Somalia: Three Britons released
According to the BBC, Somalia has pardoned the three Britons caught bringing over £2m in cash into the country to pay a ransom to Somali pirates.
The three individuals, together with an American and two Kenyans, were arrested on 24 May shortly after flying into Mogadishu airport with the money.
All six, whose names remain unknown, were sentenced to jail but the president has since pardoned them. It is reported that group has left Somalia without the money which the government confiscated.

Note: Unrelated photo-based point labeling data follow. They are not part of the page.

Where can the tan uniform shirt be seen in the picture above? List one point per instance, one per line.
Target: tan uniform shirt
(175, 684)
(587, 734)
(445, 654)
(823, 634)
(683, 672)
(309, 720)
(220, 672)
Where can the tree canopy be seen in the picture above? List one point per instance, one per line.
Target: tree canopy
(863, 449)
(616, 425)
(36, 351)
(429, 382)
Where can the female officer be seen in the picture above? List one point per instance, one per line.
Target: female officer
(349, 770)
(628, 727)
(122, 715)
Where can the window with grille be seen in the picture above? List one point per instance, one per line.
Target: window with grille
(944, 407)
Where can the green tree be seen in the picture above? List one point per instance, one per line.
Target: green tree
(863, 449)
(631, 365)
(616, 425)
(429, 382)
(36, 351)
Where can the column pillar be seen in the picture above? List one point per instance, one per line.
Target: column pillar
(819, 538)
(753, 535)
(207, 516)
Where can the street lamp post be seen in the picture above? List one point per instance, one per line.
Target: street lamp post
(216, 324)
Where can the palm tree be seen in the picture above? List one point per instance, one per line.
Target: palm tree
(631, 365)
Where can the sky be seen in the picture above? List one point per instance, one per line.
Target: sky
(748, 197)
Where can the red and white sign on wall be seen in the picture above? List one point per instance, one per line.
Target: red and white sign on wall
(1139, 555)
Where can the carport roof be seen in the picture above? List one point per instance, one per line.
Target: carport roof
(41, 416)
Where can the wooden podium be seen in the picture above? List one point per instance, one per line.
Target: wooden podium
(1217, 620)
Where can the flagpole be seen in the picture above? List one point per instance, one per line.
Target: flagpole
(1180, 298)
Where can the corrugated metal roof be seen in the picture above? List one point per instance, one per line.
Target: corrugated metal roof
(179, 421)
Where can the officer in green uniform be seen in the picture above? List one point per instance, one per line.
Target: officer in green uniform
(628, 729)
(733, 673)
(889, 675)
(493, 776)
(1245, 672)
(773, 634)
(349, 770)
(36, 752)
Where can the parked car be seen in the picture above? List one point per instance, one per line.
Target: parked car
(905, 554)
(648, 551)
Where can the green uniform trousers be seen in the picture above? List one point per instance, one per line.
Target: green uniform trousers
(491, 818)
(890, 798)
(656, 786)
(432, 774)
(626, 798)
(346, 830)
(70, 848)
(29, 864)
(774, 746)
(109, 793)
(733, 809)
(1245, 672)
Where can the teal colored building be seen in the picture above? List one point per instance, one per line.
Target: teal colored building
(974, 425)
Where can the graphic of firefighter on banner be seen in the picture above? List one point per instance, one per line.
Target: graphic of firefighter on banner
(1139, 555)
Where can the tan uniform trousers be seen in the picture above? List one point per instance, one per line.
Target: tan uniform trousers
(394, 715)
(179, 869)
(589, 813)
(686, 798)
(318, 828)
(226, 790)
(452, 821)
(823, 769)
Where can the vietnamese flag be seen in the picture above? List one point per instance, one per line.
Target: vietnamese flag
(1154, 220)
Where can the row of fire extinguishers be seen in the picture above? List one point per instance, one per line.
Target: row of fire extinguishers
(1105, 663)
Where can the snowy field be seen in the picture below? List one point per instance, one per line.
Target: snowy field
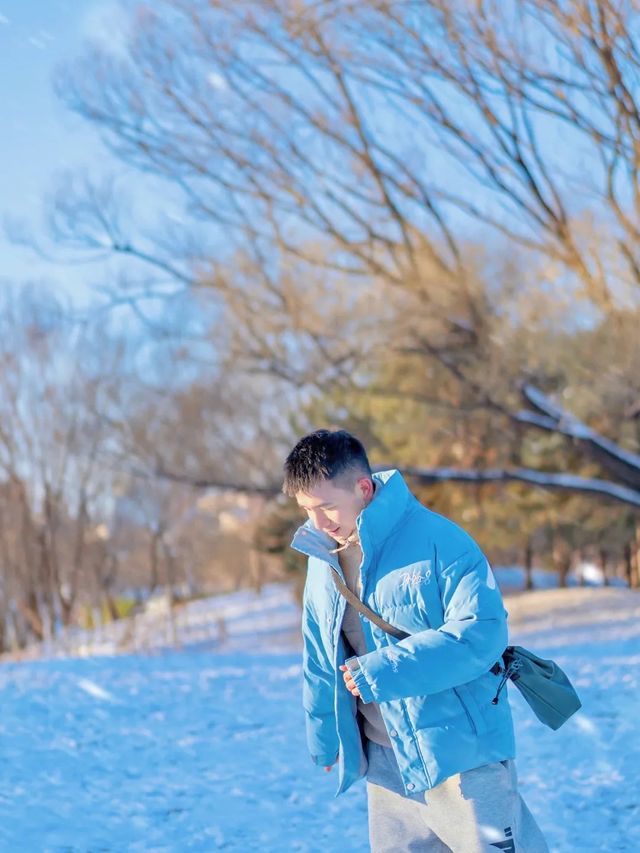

It is also reported that the release of their airplane cost £62,000.
The Foreign Office has declined to commented on the pardons.
The BBC have reported that Government spokesman Abdirahman Omar Osman said: “Because of their illegal arrival, the two planes were each fined $50,000. And the $3.6m in cash has been taken by the government.”
The two individuals accused of carrying the money each received a 15-year sentence and in addition were fined $15,000 (£9,000) each. The other four – the two pilots and their assistants – received 10-year sentences and fines of $10,000 (£6,000).
Earlier today President Sharif Sheikh Ahmed of the interim government pardoned all six men. This was the first case of Westerners having been sentenced for their involvement in the delivery of ransoms. Although the practice has become routine, the Somali government officially opposes the payment of ransoms. It remains to be understood why the group were targeted.
According to the BBC’s East Africa correspondent Will Ross: “Almost all the ships to have been held by Somali pirates have only been released after the payment of a hefty ransom – often several million dollars.” He added that “One government minister said the episode was proof that westerners were fuelling the piracy off the Somali coast.”